The most common way to use tile on a fireplace is to install it on the fireplace surround. This is the area directly surrounding the fireplace box below the mantle. Most commonly, the tile is installed with 12 inches showing around the edges. The tiles typically used are 12×12 ceramic or porcelain tiles, 12×12 natural stone tiles such as marble, granite or slate, several rows of 4×4 tiles or mosaic tiles.
If the area requires more than 12″ to be covered, then the appropriate size tile should be chosen to fill in the space desired with the least amount of cut tiles. Other tile sizes that can be used are 13×13, 16×16, 18×18, 20×20 and 24×24.
If the fireplace has a hearth, the tile can be installed here as well. Some hearths are simply tile installed flush with the adjacent floor covering. This is done to protect the floor from sparks that can fly out of the fireplace when real wood is being burned. Some hearths are built like an elevated box that you can sit on. Tile can be installed on the face and seat portion of the hearth, or this part can be made from a different material. Often the part of the hearth that you can sit on will be installed as a slab of stone rather than individual tiles.
Tile can also be installed above the mantle. The choice is up to you how high the tile is installed. Sometimes, the tile is installed all the way to the ceiling making the area appear higher and taller.
Tile can also be used when you have a corner fireplace. Using a porcelain or glass tile is a good choice because the tiles are the same color throughout. This makes the corner and edge transitions look as natural as possible.
Tile patterns that are most commonly used around a fireplace are: straight, diagonal, staggered or brick joint. There is generally not enough room in the area around a fireplace to install a very detailed pattern.

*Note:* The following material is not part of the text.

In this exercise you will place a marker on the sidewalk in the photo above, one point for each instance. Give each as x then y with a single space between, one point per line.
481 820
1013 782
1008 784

If you are about to install tile on a fireplace, be sure to consider the amount of space you have to tile and how many full pieces you can get in that space. Doing this before hand will make it easier to shop for the right tile. There is nothing worse than falling in love with a piece of tile for the fireplace and then measuring the space only to find out that you will end up with one full piece and a small cut piece. It is acceptable to have cut pieces, but small cut pieces next to one full tile can look awkward, distracting and unplanned. It is much easier to know your options before you begin looking for the perfect tile.